During the past two decades, decision support systems and data warehousing have become expected components of the corporate information intelligence arsenal, providing reporting and fundamental analytics processes to support corporate operations. In the enterprise reporting framework, data sets are extracted from source systems; landed at a staging area for standardization, cleansing and reorganization; and then loaded into a monolithic data warehouse. Although its foundational architecture has become a de facto standard, there are a number of disruptive forces in the technology market that are rapidly influencing changes in the ways that organizations design, develop and deploy their analytics strategy.
Analytics democratization is the desire to provide access to reporting and analytics tools to a broad range of citizen data analytics.
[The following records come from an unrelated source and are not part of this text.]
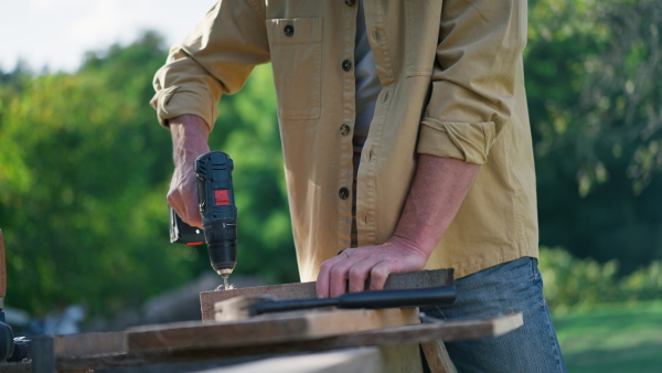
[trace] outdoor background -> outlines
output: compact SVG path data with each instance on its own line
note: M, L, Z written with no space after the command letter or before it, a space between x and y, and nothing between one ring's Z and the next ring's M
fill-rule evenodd
M28 333L66 312L72 330L111 326L212 271L204 246L169 243L171 140L148 103L169 45L213 1L14 3L0 6L6 305ZM659 371L662 3L528 6L541 269L562 349L574 372ZM218 111L211 148L236 164L235 278L296 281L270 66Z

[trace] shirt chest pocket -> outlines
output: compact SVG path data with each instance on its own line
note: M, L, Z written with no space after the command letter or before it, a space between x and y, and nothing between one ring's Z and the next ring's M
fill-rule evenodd
M319 119L322 19L267 20L278 117Z

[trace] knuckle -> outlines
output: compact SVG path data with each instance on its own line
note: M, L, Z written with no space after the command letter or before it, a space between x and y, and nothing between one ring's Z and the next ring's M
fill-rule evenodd
M335 266L333 268L331 268L331 276L333 277L344 277L345 271L343 268Z

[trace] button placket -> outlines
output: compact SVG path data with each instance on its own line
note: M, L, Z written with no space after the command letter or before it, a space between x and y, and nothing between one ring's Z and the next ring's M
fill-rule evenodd
M291 24L288 24L285 26L285 29L282 29L282 32L285 33L286 36L291 36L295 34L295 26Z
M349 72L350 70L352 70L352 62L350 60L343 61L342 70L344 70L345 72Z

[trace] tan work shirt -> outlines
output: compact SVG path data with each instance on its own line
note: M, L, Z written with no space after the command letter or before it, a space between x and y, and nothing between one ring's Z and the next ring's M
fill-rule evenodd
M427 268L462 277L537 256L522 50L525 0L365 0L382 92L357 174L359 245L393 234L418 153L482 164ZM216 103L271 62L302 280L350 246L355 0L220 1L157 73L161 125L210 128Z

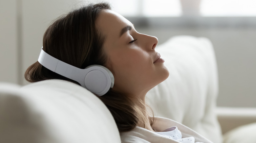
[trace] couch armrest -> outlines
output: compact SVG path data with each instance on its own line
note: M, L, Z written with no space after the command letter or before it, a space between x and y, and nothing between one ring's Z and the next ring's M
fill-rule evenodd
M223 134L239 126L256 122L256 108L218 107L216 112Z

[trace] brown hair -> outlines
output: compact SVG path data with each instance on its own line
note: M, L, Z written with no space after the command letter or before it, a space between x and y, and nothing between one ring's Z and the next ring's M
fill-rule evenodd
M101 10L111 9L106 3L90 4L58 18L45 33L43 49L55 58L80 69L94 64L104 66L107 58L102 50L105 37L97 30L95 23ZM28 68L25 77L32 83L59 79L79 84L48 70L38 61ZM113 90L97 97L112 114L120 132L132 130L138 125L140 119L148 119L143 108L145 104L139 100L133 102L136 100ZM150 120L152 124L153 121Z

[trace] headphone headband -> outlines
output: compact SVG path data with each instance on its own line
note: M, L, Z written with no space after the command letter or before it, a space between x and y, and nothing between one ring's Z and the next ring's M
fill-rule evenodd
M106 68L92 65L81 69L68 64L50 55L43 50L38 61L43 66L63 76L76 81L98 95L106 93L114 85L114 77Z

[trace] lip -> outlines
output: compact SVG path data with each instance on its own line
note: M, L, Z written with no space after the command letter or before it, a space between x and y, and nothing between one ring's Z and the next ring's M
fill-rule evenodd
M157 53L157 56L156 56L156 57L155 59L156 59L155 60L155 61L154 61L154 62L153 63L155 63L160 58L160 57L161 57L161 55L160 55L160 54L159 54L159 53Z

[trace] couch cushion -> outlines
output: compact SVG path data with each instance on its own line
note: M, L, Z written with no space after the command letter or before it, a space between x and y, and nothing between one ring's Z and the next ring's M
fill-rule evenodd
M0 91L0 142L120 142L110 112L81 87L51 80L13 89Z
M254 143L256 141L256 122L236 128L225 134L224 143Z
M173 119L213 142L221 142L214 112L217 68L210 42L203 38L177 36L156 50L165 59L170 75L147 94L155 115Z

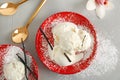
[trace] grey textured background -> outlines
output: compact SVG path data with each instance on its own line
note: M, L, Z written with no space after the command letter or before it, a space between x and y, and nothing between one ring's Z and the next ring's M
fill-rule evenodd
M7 1L18 2L20 0L0 0L0 3ZM20 44L15 44L11 41L11 33L15 28L25 25L40 1L41 0L29 0L28 2L19 6L17 13L13 16L0 15L0 44L13 44L21 46ZM47 0L46 4L42 7L39 14L29 26L30 35L25 41L25 46L26 49L34 56L39 65L39 80L80 80L76 79L74 76L73 78L66 77L62 79L62 77L60 77L61 75L48 70L39 61L39 58L37 56L35 49L35 35L37 29L47 17L56 12L74 11L84 15L93 23L97 30L101 30L103 33L107 33L107 35L110 36L113 44L120 51L120 0L112 0L115 8L112 11L106 11L106 16L102 20L96 17L94 11L86 10L86 2L87 0ZM119 66L116 67L116 70L113 73L96 80L107 79L120 80Z

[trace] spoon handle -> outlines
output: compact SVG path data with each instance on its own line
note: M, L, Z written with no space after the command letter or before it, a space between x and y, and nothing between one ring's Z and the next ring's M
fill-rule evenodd
M42 6L44 5L44 3L46 2L46 0L42 0L39 4L39 6L37 7L37 9L35 10L35 12L33 13L33 15L30 17L30 19L28 20L27 24L26 24L26 28L29 27L30 23L33 21L33 19L36 17L36 15L38 14L39 10L42 8Z
M28 0L21 0L20 2L17 3L17 5L19 6L19 5L23 4L23 3L25 3L26 1L28 1Z

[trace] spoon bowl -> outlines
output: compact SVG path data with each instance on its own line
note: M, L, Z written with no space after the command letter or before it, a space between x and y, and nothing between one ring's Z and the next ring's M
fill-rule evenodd
M12 41L15 43L21 43L21 39L23 41L26 40L26 38L28 37L28 27L30 25L30 23L33 21L33 19L35 18L35 16L38 14L39 10L41 9L41 7L43 6L43 4L46 2L46 0L42 0L38 6L38 8L35 10L35 12L33 13L33 15L30 17L30 19L28 20L27 24L23 27L19 27L17 29L14 30L14 32L12 33Z
M15 43L21 43L21 39L23 41L26 40L28 34L28 29L25 26L19 27L12 33L12 41L14 41Z
M18 3L11 3L11 2L3 3L0 6L0 14L5 16L13 15L16 13L18 6L25 3L26 1L28 0L22 0Z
Organizations will likely consider different approaches for adopting these technologies, although all alternatives will probably ultimately result in a hybrid environment that spans both on-premises and multiple cloud platforms. While some organizations will migrate their existing on-premises reporting applications to the cloud (also referred to as “lift and shift”), others will modernize their environment to address both ongoing and anticipated future data analytics needs. In this article we explore two facets of a future analytics environment that is deployed on the cloud: analytics and data integration.
Most, if not all, conventional data warehousing and analytics platforms support descriptive analytics. This encompasses most of the traditional operational reporting and diagnostic analysis that enables users to consider what happened via drill-down and discovery, and to analyze correlations and infer potential causality. The future data analytics environment must expand to incorporate a full spectrum of analytics utilities and capabilities, including:
- Predictive analytics, which uses data mining, machine learning and artificial intelligence techniques to develop models for predicting future behaviors.
- Prescriptive analytics, which provides recommendations for optimal outcomes of selected options based on predictive analytics. In other words, prescriptive analytics helps automate decision processes.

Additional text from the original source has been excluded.